47530 – clang asm chooses poorly for "=rm"

LLVM Bugzilla is read-only and represents the historical archive of all LLVM issues filled before November 26, 2021. Use github to submit LLVM bugs

Bug 47530 - clang asm chooses poorly for "=rm"

Summary: clang asm chooses poorly for "=rm"

Status:	RESOLVED DUPLICATE of bug 20197

Alias:	None

Product:	clang
Classification:	Unclassified
Component:	LLVM Codegen (show other bugs)
Version:	trunk
Hardware:	PC Linux

Importance:	P enhancement
Assignee:	Unassigned Clang Bugs

URL:
Keywords:

Depends on:
Blocks:	4068
	Show dependency tree

Reported:	2020-09-14 14:55 PDT by Andy Lutomirski
Modified:	2020-09-15 16:20 PDT (History)
CC List:	9 users (show)

See Also:
Fixed By Commit(s):

Attachments
Add an attachment (proposed patch, testcase, etc.)

Note You need to log in before you can comment on or make changes to this bug.

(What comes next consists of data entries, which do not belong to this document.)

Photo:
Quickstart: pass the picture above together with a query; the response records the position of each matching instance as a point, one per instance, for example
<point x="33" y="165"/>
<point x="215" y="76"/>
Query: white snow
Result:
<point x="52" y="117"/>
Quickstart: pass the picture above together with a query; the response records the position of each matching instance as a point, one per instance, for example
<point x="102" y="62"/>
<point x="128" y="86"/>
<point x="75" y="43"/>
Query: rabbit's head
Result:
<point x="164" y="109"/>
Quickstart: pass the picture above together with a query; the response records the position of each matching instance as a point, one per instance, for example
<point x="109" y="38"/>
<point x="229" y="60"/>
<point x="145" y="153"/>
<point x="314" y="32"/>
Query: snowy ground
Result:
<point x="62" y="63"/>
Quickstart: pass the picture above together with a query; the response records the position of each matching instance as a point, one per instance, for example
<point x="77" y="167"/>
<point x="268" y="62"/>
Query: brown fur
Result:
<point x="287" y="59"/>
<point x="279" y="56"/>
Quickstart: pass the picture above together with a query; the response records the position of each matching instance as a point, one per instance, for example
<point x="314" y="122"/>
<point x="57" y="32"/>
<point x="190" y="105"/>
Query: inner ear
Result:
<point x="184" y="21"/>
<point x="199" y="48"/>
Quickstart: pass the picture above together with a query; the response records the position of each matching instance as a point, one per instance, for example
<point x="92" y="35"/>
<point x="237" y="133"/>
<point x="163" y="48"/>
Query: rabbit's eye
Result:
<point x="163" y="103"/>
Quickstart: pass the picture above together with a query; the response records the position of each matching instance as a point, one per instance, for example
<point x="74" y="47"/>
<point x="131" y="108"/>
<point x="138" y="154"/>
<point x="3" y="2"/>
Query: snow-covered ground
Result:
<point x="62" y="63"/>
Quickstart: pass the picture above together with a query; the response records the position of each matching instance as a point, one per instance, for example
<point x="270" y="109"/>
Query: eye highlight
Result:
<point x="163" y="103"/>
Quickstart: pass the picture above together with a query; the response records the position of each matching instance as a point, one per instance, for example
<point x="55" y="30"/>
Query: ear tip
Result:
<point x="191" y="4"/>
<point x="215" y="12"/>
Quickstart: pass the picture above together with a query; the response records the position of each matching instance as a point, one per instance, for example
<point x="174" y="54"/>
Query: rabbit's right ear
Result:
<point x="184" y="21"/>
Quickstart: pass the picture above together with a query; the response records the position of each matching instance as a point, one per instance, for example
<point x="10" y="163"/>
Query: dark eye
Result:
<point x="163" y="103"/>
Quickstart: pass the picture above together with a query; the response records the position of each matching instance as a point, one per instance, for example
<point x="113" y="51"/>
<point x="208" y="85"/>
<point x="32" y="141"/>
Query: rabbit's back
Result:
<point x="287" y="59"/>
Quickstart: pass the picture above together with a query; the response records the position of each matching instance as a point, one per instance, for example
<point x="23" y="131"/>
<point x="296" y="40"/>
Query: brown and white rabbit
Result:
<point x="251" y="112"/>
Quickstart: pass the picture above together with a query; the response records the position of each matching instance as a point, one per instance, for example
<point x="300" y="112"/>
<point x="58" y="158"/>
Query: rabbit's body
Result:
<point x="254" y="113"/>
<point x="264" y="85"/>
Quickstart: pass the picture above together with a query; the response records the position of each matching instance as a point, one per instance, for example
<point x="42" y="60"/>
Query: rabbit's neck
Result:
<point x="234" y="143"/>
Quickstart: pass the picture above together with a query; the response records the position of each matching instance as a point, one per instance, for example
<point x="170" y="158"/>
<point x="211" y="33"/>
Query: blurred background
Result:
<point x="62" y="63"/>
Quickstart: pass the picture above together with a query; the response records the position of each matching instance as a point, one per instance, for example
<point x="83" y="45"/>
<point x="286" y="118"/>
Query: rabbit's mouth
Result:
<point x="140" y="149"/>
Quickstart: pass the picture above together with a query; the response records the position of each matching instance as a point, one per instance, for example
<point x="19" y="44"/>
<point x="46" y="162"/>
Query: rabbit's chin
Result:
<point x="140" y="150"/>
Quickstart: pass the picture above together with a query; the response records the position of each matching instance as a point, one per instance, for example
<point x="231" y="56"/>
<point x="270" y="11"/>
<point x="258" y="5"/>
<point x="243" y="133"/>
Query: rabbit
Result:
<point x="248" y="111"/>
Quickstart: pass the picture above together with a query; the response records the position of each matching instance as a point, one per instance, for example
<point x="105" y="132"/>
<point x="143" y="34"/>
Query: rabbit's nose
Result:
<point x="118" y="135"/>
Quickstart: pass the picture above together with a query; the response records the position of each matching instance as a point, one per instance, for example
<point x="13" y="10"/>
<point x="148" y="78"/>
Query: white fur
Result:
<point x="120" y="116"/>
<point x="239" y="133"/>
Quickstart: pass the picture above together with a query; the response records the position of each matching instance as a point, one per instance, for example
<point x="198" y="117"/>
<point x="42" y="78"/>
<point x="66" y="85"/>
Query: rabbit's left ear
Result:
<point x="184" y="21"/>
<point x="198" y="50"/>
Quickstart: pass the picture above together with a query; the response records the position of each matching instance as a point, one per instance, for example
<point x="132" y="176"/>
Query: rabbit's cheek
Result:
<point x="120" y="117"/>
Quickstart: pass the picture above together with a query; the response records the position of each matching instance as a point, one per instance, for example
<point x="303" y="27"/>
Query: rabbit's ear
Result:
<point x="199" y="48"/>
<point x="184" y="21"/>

Description Andy Lutomirski 2020-09-14 14:55:11 PDT

With this trivial input:

unsigned long mov_zero(void)
{
	unsigned long ret;
	asm ("movq $0, %0" : "=rm" (ret));
	return ret;
}

clang -O2 generates this very suboptimal output:

mov_zero:
 movq $0x0,-0x8(%rsp)
 mov -0x8(%rsp),%rax
 ret

gcc does much better:

mov_zero:
 mov $0x0,%rax
 retq

Comment 1 Craig Topper 2020-09-14 15:13:20 PDT

I think we just blindly give priority to the memory contraint over the register constraint.

Comment 2 Bill Wendling 2020-09-15 15:07:13 PDT

The major issue with supporting multiple constraints is how we model those constraints until register allocation is complete. (Thank you, Capt. Obvious!) The decision of which constraint to use is made during DAG selection. So there's no (easy) way to change this during register allocation.

Half-baked idea (all very hand-wavy):

Different constraints use different set ups (pre-asm code) and tear downs (post-asm code) for the inline asm. What if we created pseudo-instructions to represent inline asm set up and tear down? Something like this:

  INLINEASM_SETUP <representing register/memory setup>
  INLINEASM <...>
  INLINEASM_TEARDOWN <representing copy of results into vregs/pregs>

The register allocator could then try different constraints (going from most restrictive to least restrictive) until it find one that works.

One drawback is that the RA needs to process INLINEASM before it can generate the correct code for INLINEASM_SETUP. That might be doable if the three instructions are treated as a single unit.

Comment 3 Eli Friedman 2020-09-15 15:13:26 PDT


*** This bug has been marked as a duplicate of bug 20197 ***

Comment 4 Eli Friedman 2020-09-15 16:15:39 PDT

(In reply to Bill Wendling from comment #2)
>   INLINEASM_SETUP <representing register/memory setup>
>   INLINEASM <...>
>   INLINEASM_TEARDOWN <representing copy of results into vregs/pregs>

If we just care about "rm", specifically, there's a much simpler solution: we emit the operand as a register, but add flag to indicate it can be rewritten to a memory operand.

Comment 5 Bill Wendling 2020-09-15 16:20:46 PDT

It might be fine to have that as the first step, but I think there are other unoptimized uses to consider, e.g.:

int test(int n, int idx) {
 asm("add %1, %0"
        : "=ro"(idx)
        : "ro"(n)
        : "cc");      
 return idx;
}

Though this involves teaching the reg alloc. about addressing modes.